Cyber Security Audit Manager

Audit & Assurance is responsible for providing an objective view of risk management at a point in time. By raising awareness, we inspire meaningful action before potential issues become real issues. We collaborate and partner on the shared goal of reducing risk to GSK – protecting the interests of our patients. We are in the unique position to view across the GSK enterprise, connecting insights and sharing learnings in the risk space through our advisory and assurance product portfolio.

The Cyber Security audit team are responsible for providing assurance that GSK’s cyber defenses are operating effectively. As a Cyber Security Audit Manager, you will be responsible for ensuring the security and integrity of GSK’s systems, network and digital assets. You will lead and conduct comprehensive audits to identify vulnerabilities, evaluate security controls, assess risks and communicate these to senior management. Your role will be crucial in maintaining our organization's compliance with industry standards and regulations, particularly those relating to Data Privacy.

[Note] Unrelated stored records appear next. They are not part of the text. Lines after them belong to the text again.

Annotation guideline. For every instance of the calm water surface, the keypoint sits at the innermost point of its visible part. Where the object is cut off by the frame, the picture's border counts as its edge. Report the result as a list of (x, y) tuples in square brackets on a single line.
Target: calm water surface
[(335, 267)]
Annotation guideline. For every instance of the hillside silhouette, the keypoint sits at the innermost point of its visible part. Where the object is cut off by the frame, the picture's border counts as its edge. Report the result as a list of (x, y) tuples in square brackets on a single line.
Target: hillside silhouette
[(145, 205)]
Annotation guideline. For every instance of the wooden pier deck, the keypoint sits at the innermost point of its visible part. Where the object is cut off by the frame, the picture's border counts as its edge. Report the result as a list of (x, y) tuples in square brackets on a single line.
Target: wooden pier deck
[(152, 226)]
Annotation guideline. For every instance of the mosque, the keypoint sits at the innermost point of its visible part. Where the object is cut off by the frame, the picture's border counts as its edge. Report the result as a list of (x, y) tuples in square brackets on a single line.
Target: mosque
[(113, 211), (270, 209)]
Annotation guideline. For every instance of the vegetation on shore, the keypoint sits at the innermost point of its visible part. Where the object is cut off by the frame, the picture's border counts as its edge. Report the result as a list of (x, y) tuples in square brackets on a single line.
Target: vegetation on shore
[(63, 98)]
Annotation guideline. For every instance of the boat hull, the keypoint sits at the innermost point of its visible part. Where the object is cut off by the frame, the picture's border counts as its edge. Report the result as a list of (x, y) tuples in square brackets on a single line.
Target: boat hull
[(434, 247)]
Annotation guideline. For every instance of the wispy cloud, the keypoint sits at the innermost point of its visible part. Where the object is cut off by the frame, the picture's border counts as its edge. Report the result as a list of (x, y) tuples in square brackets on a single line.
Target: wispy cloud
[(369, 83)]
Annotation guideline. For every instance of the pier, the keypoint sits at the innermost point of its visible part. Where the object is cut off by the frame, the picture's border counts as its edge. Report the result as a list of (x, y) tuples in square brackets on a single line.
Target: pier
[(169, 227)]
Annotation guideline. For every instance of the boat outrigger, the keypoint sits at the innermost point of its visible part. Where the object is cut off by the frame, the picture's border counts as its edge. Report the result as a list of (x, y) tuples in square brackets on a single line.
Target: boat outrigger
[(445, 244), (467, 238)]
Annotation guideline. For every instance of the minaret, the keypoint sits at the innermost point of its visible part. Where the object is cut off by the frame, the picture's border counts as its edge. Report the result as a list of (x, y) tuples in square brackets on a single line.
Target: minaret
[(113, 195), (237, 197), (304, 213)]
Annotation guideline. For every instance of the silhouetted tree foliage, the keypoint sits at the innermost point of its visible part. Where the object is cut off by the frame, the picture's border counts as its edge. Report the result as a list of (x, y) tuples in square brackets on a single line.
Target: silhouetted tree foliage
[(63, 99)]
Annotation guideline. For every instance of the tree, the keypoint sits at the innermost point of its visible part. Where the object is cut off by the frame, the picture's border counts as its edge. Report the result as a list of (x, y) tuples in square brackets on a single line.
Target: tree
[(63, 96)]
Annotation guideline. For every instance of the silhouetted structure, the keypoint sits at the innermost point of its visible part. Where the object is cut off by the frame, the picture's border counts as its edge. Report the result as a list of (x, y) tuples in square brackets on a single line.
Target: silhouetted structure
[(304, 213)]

This role requires a combination of technical skills and business awareness. Creative thinking and the ability to translate cyber threats into business risks is a valued quality for this role.

In this role you will

• Lead and contribute to audit assignments, from planning to execution and reporting, ensuring high quality, timely and accurate delivery
• Conduct risk assessments and identify potential vulnerabilities and control deficiencies within our IT infrastructure and cloud services
• Evaluate the effectiveness of security controls, relating to Technology, People and Process
• Develop and implement audit programs to test the security of applications, networks, and systems
• Prepare and present audit findings to senior management, providing actionable recommendations for improvement
• Collaborate with IT and security teams to ensure the implementation of corrective actions and monitor their effectiveness
• Stay updated with the latest cyber security threats, trends, and regulatory requirements to ensure our audit practices remain current and effective.
• Provide training and guidance to team members on cyber security audit processes and best practices

Qualifications & Skills:

• Excellent analytical and problem-solving skills, with the ability to identify and address complex security issues
• Strong communication and presentation skills, with the ability to convey technical information to non-technical stakeholders
• Ability to work independently and as part of a team, managing multiple priorities and deadlines effectively
• Experience of security testing techniques, such as Penetration Testing techniques would be advantageous
• Commitment to continuous learning and staying abreast of emerging cyber security threats and technologies

Preferred Qualifications & Skills:

• Professional certifications such as CISSP, CISA, CISM, or equivalent are essential.
• Experience in cyber security auditing, with a strong understanding of cyber security principles and frameworks.
• Knowledge of audit practices and the expected standards for audit execution and record keeping
• Knowledge of Data Privacy regulations, such as GDPR and privacy enhancing technologies
• Knowledge of cloud services, such as Azure, and Google Cloud Platform.
• Familiarity with industry control frameworks such as ISO 27001, NIST and CIS.
• Familiarity with Artificial Intelligence models

Closing Date for Applications – Friday 7th March 2025 (COB)

Please take a copy of the Job Description, as this will not be available post closure of the advert. When applying for this role, please use the ‘cover letter’ of the online application or your CV to describe how you meet the competencies for this role, as outlined in the job requirements above. The information that you have provided in your cover letter and CV will be used to assess your application.